しかし、落ち着かぬ心は顔にでていたのだろうか。足利一門の渋川家の姫で、義弟である高国の嫁、頼子に心配されてしまった。
渋川頼子
「夫君の身が不安ですか?
赤橋登子
「えぇ。そんなところかしら。」
渋川頼子
「私も同じです。武士の妻として逃れられない運命だとわかっていても…」
でも一方で…
「瀬をはやみ 岩にせかるる 滝川の われても末に あはむとぞ思ふ」
高国は頼子に、この崇徳院が詠んだ和歌を残して戦に向かった。だから頼子は、信じたいとも思っていた。きっと、生きてまた会えることを。
戦況が分からず、不安な状況。しかし五月二日、遂に高氏からの使いだという男が屋敷を訪れた。
赤橋登子
「どうしたというのです。もしや、殿の身になにか?」
高氏の使者
「いいえ。そうではありません。ですがお方様、並びに千寿王様には、この鎌倉をでて、北条の追手のかからぬところまで落ち延びよ、と殿のご命でございます。」
赤橋登子
「殿が、そのようなご指示を?それは、つまり、殿がこの鎌倉に…北条に弓引くおつもりであるということか?」
嫁いできたときに北条から連れてきていた侍女たちは、悲鳴をあげた。登子に動揺はなかった。なんとなくそのようなことが起こることを感じ取っていたから。
高氏の使者
「お静かに。動揺なさるのは当然かと存じますが、余り時間はございません。できるだけ早く、そして内密に身支度を整えて頂きたい。」
赤橋登子
(恐れていたことが起こってしまった…なぜ、足利は北条家に反旗を?いや、今考えても仕方のないこと。)

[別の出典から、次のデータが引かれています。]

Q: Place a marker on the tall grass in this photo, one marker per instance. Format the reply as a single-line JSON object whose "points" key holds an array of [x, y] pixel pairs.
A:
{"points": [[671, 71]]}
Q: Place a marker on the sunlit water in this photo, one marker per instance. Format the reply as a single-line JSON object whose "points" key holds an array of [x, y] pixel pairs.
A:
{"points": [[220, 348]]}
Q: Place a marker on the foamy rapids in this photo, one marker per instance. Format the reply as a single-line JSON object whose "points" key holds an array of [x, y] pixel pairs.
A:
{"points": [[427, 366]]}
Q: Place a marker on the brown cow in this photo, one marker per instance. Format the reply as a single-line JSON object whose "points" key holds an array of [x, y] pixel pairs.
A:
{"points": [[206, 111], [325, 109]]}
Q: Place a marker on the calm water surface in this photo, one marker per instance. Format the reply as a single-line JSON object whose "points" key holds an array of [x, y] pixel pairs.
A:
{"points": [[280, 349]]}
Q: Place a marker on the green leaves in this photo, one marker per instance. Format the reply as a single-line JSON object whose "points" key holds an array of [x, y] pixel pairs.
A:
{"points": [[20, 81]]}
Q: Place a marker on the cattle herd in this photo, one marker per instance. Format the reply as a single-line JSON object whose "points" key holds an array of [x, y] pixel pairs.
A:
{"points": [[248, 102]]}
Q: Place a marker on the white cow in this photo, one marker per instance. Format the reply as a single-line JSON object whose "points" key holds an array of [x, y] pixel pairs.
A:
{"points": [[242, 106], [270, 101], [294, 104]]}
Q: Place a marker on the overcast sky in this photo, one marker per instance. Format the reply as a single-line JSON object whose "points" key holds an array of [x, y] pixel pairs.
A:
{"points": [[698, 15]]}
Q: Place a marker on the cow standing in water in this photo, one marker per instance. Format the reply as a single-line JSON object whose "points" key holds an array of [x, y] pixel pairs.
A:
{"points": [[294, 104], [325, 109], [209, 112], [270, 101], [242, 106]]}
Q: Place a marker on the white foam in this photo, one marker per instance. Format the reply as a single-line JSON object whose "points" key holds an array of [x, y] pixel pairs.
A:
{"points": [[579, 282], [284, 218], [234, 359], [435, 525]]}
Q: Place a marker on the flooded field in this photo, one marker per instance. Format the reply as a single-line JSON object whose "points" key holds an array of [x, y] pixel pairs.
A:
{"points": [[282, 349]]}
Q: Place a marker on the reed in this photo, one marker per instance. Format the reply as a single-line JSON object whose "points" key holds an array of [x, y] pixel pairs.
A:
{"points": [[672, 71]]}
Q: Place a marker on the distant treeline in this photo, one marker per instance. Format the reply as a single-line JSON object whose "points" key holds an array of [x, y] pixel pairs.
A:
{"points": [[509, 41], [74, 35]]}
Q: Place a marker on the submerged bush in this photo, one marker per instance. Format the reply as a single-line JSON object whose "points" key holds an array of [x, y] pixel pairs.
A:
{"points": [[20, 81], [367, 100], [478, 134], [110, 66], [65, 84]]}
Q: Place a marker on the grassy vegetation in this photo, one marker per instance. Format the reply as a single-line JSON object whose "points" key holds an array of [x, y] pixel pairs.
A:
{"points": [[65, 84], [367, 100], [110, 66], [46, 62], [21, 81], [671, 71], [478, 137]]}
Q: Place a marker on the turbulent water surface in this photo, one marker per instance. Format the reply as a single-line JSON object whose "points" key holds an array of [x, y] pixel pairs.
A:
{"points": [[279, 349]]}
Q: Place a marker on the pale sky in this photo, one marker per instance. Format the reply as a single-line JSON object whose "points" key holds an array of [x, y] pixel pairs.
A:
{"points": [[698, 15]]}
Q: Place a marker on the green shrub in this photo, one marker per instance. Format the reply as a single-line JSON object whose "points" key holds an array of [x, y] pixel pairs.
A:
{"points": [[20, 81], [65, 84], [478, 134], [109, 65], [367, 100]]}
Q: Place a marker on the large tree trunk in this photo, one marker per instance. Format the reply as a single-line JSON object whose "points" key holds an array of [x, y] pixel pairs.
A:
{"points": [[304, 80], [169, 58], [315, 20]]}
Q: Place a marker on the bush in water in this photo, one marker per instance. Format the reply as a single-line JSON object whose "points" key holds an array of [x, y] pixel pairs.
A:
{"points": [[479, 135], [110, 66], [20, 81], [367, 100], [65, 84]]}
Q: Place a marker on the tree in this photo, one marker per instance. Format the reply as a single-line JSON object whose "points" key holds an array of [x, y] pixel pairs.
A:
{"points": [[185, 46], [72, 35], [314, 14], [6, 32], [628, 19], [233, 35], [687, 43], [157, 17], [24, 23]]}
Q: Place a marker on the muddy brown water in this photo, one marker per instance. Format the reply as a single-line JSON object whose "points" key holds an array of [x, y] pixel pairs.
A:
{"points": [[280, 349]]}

さて、どうするか。千寿王を逃がすのは確定として、気がかりなのは守時の立場である。確実に関与を疑われて、責任を取らされるだろう。登子自身が、守時の関与を否定する文を残しておいても、疑惑が確実に晴れるとは限らない。登子が自害をすれば、話は変わってくるが。
赤橋登子
(私は、父親代わりの兄上に何の孝行もできていない。それどころか、北条と足利をつなぐこともできず、尊氏様の北条への離反を事前に察知しながら、それを伝えることもせず、その子である千寿王を脱出させるという裏切りさえ行おうとしている。なればこそ、自害してせめてもの孝行としたいけど…。でも…。)
その一方で、登子の頭の中にあるのは、万一にも北条が敗れた場合だ。
もし登子が生きていたら、北条の生き残りや遺族達の保護に少しは役にたてるかもしれない。それに高氏は、登子の疑念を否定しようとはしなかった。登子が北条に密告するかもしれないのに。なればこそ登子も、高氏が言ってくれた、何があっても見捨てはしない、という言葉を信じ、千寿王と共に待っているべきだと思った。
赤橋登子
「わかりました。渋川殿。手伝ってくれる?」
渋川頼子
「はい、もちろん。」
登子が選んだのは、千寿王の母として、足利本家の当主の妻として、千寿王と一緒に鎌倉を脱出し、高氏を信じて待ち続けることだった。
登子は、千寿王や頼子を含めた足利屋敷の者の何人かを連れて鎌倉を抜け出し、追っ手にかからぬところまで逃げ、身を隠した。
その夜、登子は人知れず涙を流した。